City As A Data Mine is the name of a graduate course we finally started teaching at Architectural Design Computing Program at Istanbul Technical University, as of Fall 2020. Ahu and I, Ceyhun, we’ve been working on this since some time (about a decade) and with a lot of detours but it finally became true very recently.

Why this course? Here is a series of statements, which will certainly evolve.

(1) We love the city.

(2) We want to understand the city better, we want to explain what it is in a better way.

(3) The concept of a city has always been complex. It has got even more complex in our times.

(4) Imposing what the city is cannot be in the jurisdiction of administrators, rulers, and tyrants. Citizens should have the most say on what the city should be and where it should evolve.

(5) Data produced by the city, by the citizens within the city, and analytics methods built on top are the best possible means to answer complex urban problems and bring the citizen back to the decision making process about what the city should be in a particular country and/or geography.

(6) Having said these, we are aware that urban data and analytics methods leveraging such data might establish a tyranny of their own. We do not dismiss that very possibility, we are cautious about it and we are not after a mechanistic, dull understanding of the city. That would exclude the serendipities of the nature and the humans therein, and the creativity of urban designers and architects who contribute to the built environment. Although almost everything can be seen as data, not everything can be fairly measured. Furthermore, data analytics might have its own way of lying when employed by the wrong minds, as happens with pretty much all sorts of scientific and technological progress. As such, cities will always need thinkers, dreamers, visionaries, and hard-working practitioners. Our aim is to equip such people with data analytics skills and resources.

(7) Cities and citizens produce data. Urban planners make data-driven decisions about the city every single day. In that sense, we are not claiming any novelty. What we are aiming at is universal and has been widely adopted by many researchers across the world. But we believe in our country — Turkey, in our geography, data-driven understanding and decision making has not been the primary feat in the urbanization of the land (as in many other areas). We want to propose and advocate for this alternative strongly, we want to promote it and raise awareness about its appropriateness, honesty and effectiveness. That is where we believe to be different or pioneering.
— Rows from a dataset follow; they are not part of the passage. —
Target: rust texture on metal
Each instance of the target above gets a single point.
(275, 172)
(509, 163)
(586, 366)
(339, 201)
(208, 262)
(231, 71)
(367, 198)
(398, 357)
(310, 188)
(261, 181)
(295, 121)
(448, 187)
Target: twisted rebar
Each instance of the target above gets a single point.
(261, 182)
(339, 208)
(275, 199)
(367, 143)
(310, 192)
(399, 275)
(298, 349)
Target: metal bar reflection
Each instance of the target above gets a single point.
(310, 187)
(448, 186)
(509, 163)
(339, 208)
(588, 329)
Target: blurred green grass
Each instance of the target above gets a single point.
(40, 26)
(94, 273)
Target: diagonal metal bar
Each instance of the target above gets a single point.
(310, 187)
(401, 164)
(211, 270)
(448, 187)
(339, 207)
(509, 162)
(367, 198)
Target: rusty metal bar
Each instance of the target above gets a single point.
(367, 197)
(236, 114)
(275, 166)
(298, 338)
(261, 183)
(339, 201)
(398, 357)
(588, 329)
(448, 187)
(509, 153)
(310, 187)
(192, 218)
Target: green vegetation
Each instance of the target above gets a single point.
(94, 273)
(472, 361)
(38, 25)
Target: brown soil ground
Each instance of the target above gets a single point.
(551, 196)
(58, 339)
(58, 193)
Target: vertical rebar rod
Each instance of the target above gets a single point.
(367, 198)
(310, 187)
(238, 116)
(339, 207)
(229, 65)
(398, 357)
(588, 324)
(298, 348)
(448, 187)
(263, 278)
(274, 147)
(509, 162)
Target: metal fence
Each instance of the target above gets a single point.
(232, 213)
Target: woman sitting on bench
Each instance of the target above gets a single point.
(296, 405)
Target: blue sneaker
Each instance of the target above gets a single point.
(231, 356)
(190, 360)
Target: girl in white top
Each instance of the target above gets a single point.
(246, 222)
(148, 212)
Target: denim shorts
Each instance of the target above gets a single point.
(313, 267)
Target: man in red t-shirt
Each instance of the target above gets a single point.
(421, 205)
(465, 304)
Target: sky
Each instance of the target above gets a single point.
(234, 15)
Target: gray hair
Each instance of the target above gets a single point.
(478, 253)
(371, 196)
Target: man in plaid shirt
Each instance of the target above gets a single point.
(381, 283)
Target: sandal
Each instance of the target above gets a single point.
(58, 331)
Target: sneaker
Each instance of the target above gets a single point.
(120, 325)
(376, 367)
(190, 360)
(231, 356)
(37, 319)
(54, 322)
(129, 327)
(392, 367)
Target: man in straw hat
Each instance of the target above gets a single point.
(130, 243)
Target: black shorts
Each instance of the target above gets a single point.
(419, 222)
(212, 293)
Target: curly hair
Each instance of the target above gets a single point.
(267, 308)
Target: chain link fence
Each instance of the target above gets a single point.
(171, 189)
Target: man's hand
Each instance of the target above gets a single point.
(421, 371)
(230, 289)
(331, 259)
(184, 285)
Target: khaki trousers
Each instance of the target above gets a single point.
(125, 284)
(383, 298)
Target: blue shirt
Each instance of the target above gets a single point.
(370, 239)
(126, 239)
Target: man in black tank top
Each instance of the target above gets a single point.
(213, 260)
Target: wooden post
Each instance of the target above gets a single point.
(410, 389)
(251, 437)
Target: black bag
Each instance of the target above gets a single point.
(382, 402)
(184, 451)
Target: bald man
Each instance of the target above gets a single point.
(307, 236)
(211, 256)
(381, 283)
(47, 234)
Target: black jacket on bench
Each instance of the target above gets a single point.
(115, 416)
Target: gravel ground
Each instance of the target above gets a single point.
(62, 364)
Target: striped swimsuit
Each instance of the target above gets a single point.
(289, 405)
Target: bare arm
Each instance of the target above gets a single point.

(8) In an era where design has become human-centered more than ever, a thorough understanding of cities, built environment, and citizens is beyond the capabilities of one single mind, even though that mind is the mind of a genius or a person of strong will such as Haussman, Moses or Le Corbusier. Urban data analytics is the first step to acquire a better understanding of the city and citizens therein.

(9) As we start, in Fall 2020, we want to put more emphasis on understanding rather than coming up with design proposals. Maybe that will remain as our principal goal throughout the years ahead. We keep the suspicion that the alternative might serve the very opposite of what we are trying to achieve.

(10) We want to expose what the city is and where it evolves to as citizens perceive and experience it rather than to define what it ought to be. We want to serve as a communication channel, novel, more objective, more citizen-centered.

(11) We will probably contradict ourselves many times. We hope our followers will correct us as we move and that they will contribute to this tough endeavor with open hearts and minds and joyful work.